## Scatter plots

Here is a step by step code-a-long to get from the standard output of a scatterplot to a cool optimized visualization

The goal of data visualization is to learn and communicate insights about a dataset, specifically show the relationship between two variables in a dataset.
At the end of the notebook you will know how to:

    Create Scatterplots
    Change color schemes
    Work with colormaps

We'll be using Pandas DataFrames as the basis for these exercises as this is a usual use case while doing EDA.

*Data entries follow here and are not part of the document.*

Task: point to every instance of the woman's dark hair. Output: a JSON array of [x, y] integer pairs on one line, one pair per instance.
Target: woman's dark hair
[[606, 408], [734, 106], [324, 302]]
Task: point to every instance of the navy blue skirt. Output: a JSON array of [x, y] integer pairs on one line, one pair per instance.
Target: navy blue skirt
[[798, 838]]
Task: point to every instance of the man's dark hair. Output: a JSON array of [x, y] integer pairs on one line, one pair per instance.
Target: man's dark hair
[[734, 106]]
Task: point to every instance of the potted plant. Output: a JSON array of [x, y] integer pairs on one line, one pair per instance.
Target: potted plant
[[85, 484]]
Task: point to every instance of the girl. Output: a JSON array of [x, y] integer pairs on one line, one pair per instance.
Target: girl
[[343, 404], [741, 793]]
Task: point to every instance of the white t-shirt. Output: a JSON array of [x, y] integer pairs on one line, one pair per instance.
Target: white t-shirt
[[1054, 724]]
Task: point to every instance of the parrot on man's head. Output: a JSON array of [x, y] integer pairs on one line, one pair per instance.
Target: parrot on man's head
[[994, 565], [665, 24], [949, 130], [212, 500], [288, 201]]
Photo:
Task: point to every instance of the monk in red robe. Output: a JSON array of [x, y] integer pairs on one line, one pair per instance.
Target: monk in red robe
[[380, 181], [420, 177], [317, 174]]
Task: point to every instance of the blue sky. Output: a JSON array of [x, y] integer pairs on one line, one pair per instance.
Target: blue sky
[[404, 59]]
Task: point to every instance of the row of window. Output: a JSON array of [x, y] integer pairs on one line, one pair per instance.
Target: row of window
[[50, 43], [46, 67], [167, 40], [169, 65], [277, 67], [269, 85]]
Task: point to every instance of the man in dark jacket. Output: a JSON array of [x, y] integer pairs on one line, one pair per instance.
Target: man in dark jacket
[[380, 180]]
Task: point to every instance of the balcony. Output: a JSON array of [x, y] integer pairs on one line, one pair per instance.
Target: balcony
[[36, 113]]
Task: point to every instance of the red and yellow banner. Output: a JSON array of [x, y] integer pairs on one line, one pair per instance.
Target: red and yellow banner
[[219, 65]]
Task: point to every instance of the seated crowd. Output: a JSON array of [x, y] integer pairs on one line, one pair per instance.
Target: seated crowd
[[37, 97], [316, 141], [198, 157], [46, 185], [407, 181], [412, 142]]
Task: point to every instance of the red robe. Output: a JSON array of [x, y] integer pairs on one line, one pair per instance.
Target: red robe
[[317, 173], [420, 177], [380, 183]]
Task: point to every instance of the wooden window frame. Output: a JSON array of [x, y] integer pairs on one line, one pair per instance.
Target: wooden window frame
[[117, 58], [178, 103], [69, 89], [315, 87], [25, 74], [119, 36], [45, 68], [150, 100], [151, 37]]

We will be working with the Wine dataset from the UCI machine learning library. Info is here https://archive.ics.uci.edu/ml/datasets/wine


source: https://betterprogramming.pub/how-to-use-colormaps-with-matplotlib-to-create-colorful-plots-in-python-969b5a892f0c by Elizabeth Ter Sahakyan

In [None]:
import pandas as pd
import matplotlib.pyplot as plt

In [None]:
# Use the Wine dataset from the UCI machine learning library

#define column headers
columns = ['Alcohol','Malic acid','Ash','Alcalinity of ash', 'Magnesium','Total phenols','Flavanoids',
           'Nonflavanoid phenols','Proanthocyanins','Color intensity','Hue','OD280/OD315 of diluted wines','Proline']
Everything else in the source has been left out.